Greece: Turkey’s two-state solution demand for Cyprus ‘unacceptable’
Turkey’s demand for a two-state solution in Cyprus is “unacceptable” and “undermines all efforts to resume negotiations for resolving the Cyprus issue in the framework of UN resolutions,” Greece said on Tuesday, on the 39th anniversary of illegal declaration of a “state” in the Turkish-occupied north part of the island.
“The unilateral declaration of the pseudostate in the occupied sections of Cyprus has been irrevocably condemned by the UN Security Council resolutions 541/1983 and 550/1984,” the Greek foreign ministry said in an announcement.

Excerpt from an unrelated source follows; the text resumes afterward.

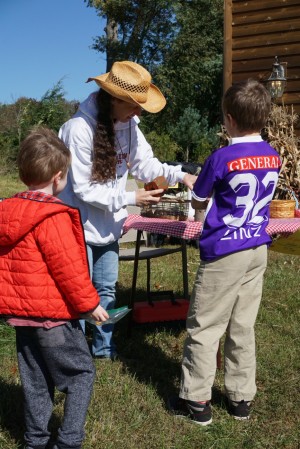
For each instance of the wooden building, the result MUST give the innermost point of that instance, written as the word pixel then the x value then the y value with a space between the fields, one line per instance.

Thirty-nine years after the illegal declaration, “no state accepts or recognises any legal or international status for this entity,” the ministry added.
This was confirmed at the recent Summit of the Organisation of Turkic States, where Turkey had to accept a downgrading of the occupied north’s participation in the summit “in the capacity of an ‘entity’,” the announcement said.
“Our aim is to achieve an agreed solution on the basis of UN Security Council resolutions and the European acquis.”
Cyprus was split along ethnic lines when Turkey invaded 48 years ago, following a coup by supporters of union with Greece. Only Turkey recognizes a Turkish Cypriot declaration of independence in the island’s northern third, where it maintains more than 35,000 troops.